The progressive nature of the original creation also serves the theological purposes of God in the progressive nature of the new creation. Just as God did not create instantaneously, neither does He instantaneously consummate history or sanctify those He redeems. The theological nature of the creation account is seen in the way that the New Testament draws on the language of Genesis 1. Jesus is the Light of the World who shines into the spiritual darkness in order to give men the light of life (John 1:5; 8:12). The Apostle Paul explained the nature of regeneration when he wrote, “For God, who said, ‘Let light shine out of darkness,’ has shone in our hearts to give the light of the knowledge of the glory of God in the face of Jesus Christ” (2 Cor. 4:6).
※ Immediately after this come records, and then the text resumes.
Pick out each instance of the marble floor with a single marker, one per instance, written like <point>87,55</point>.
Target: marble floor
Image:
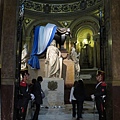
<point>65,112</point>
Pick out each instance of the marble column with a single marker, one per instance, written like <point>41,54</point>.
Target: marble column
<point>112,19</point>
<point>8,62</point>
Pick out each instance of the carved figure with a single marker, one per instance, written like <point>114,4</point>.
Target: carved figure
<point>53,61</point>
<point>74,56</point>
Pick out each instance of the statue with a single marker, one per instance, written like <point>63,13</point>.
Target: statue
<point>74,56</point>
<point>53,61</point>
<point>24,57</point>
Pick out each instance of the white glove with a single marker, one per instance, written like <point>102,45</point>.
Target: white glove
<point>32,96</point>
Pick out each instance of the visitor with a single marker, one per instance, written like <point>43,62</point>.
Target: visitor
<point>79,94</point>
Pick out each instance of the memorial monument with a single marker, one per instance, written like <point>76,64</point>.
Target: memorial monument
<point>51,66</point>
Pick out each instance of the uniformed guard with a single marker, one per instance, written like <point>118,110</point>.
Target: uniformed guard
<point>100,94</point>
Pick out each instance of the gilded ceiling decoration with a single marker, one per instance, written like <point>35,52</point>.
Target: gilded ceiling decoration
<point>61,8</point>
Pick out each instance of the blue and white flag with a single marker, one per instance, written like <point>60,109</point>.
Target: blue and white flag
<point>43,36</point>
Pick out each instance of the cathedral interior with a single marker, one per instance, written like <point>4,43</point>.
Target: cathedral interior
<point>94,27</point>
<point>86,22</point>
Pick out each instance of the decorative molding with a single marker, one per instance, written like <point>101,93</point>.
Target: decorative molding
<point>60,8</point>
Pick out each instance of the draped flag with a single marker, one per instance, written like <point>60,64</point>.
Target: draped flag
<point>43,36</point>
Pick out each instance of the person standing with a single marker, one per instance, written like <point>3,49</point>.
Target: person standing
<point>100,94</point>
<point>79,94</point>
<point>73,100</point>
<point>38,96</point>
<point>53,56</point>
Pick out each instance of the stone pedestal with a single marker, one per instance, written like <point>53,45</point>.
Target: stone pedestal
<point>68,71</point>
<point>54,92</point>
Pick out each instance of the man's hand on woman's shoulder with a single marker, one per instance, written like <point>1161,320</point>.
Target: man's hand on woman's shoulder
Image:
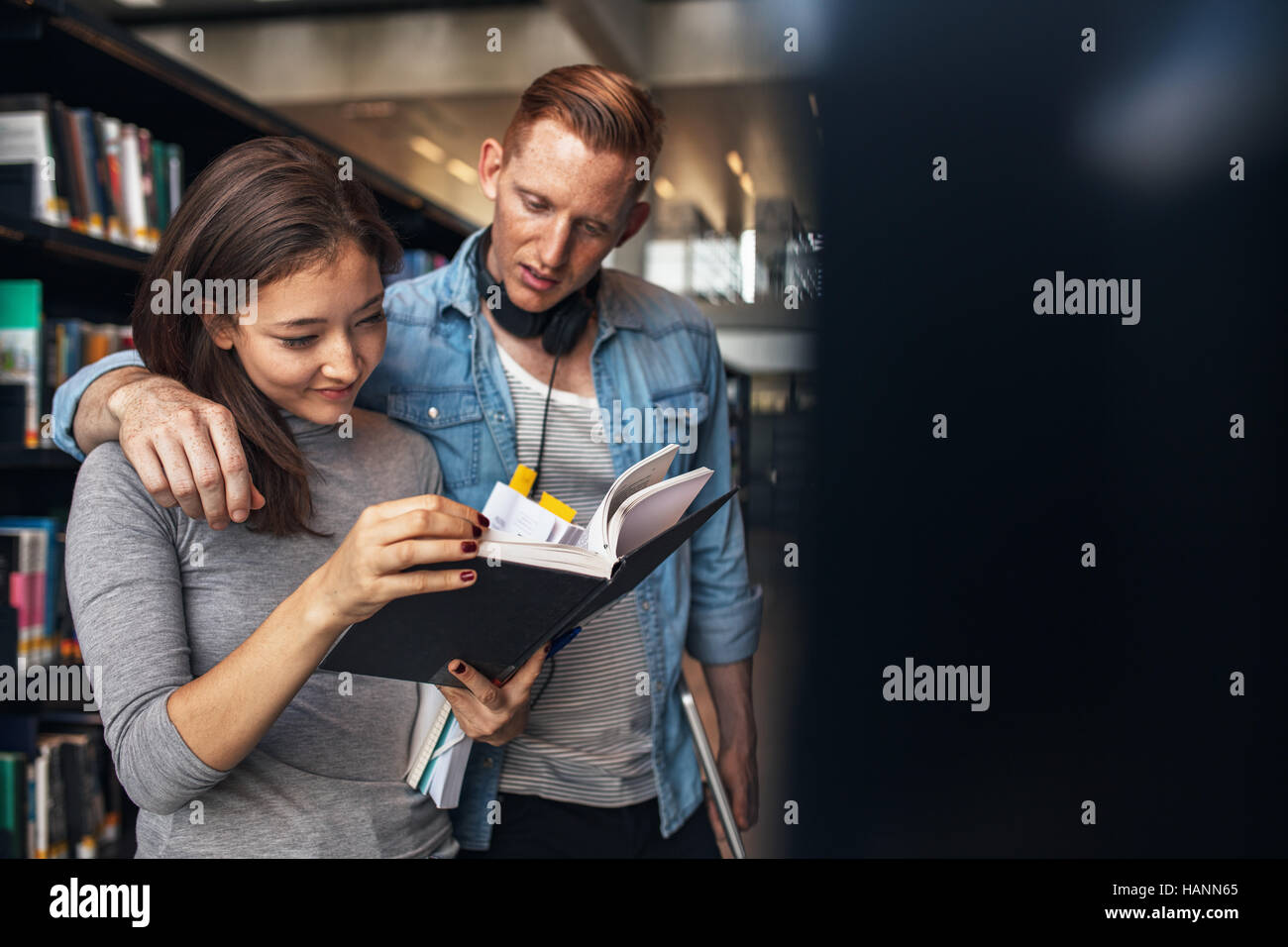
<point>185,450</point>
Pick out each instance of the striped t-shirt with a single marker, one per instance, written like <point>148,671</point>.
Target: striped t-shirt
<point>589,735</point>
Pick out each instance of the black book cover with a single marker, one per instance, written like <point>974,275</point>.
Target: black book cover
<point>497,622</point>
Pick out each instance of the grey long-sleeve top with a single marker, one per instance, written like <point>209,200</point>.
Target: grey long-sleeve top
<point>159,599</point>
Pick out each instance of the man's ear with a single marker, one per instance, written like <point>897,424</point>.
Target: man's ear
<point>490,155</point>
<point>639,215</point>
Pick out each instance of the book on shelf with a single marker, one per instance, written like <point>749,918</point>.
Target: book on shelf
<point>90,172</point>
<point>63,801</point>
<point>33,549</point>
<point>38,355</point>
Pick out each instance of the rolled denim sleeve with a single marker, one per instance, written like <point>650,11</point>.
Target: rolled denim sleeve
<point>69,392</point>
<point>724,612</point>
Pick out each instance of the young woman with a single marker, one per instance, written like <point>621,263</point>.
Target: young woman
<point>220,727</point>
Additionally, the distinct acts of creation involve the principle of separation that is revealed throughout redemptive history. God divided light from darkness; evening from morning; the waters under the heavens from those above; dry land from the sea; different kinds of fish, birds, and animals from one another; and the animals from man at creation. The same God separated the Jews from the gentiles to be a typical new creation in redemptive history. Ultimately, God separates a people to Himself out of every nation of the world to be a new creation in Christ. The metanarrative of Scripture records God’s gracious work of separating a people for Himself out of the world.

Quotes

Genesis chapter 1 reveals God’s agenda to make a world and a people to display His glory. The first three days of creation provided lights in the sky, water, land on the earth, and seed-bearing plants for food—a garden world. Days four to six provided fish to swim the seas, birds to soar in the skies, and animals to walk the earth. As the climax of creation, God made mankind to rule for Him in this paradise world. God said, ‘Let us make man in our image, after our likeness’ (Gen. 1:26). Man was made to reflect God’s glory, to worship Him and know Him, and, as Ephesians 4:24 tells us, to be like Him ‘in true righteousness and holiness.’ The pattern of Genesis 1 will prevail throughout the Bible: a home and a people. Later God would come to Abraham with a Promised Land and promised descendants, and the Bible concludes with a picture of a glorified city, the New Jerusalem, in which God’s people will live forever in glory.

Richard D. Phillips

In the Beginning

There are many advantages to an intelligent grasp of the biblical doctrine of the Creator and of His creation. It shows that God alone is God, and that the Eternal One has an eternal and all-inclusive plan for everything that happens in His creation. It restores meaning and hope to life. It has the massive advantage of refusing to grant divine attributes to anything that is less than God, whether the material world, humanity, or, especially relevant these days, the would-be omnicompetent state or world order. Creation by God is always the basis of resistance to statist (or ecclesiastical) tyranny. The biblical doctrine of creation also benefits us by showing that the God of order made a creation with orderly components, proper sequence, overall regularity, and intelligibility; these assumptions are the basis of all true science (as even non-Christian historians such as Alfred North Whitehead have argued). Genesis 1 and 2 also show us that God created all things ‘very good’ (Gen. 1:31). This means that the material creation, including the human mind and body, are positive goods, not evils that we should seek to escape (as is taught in Hinduism, Buddhism, and New Age religions).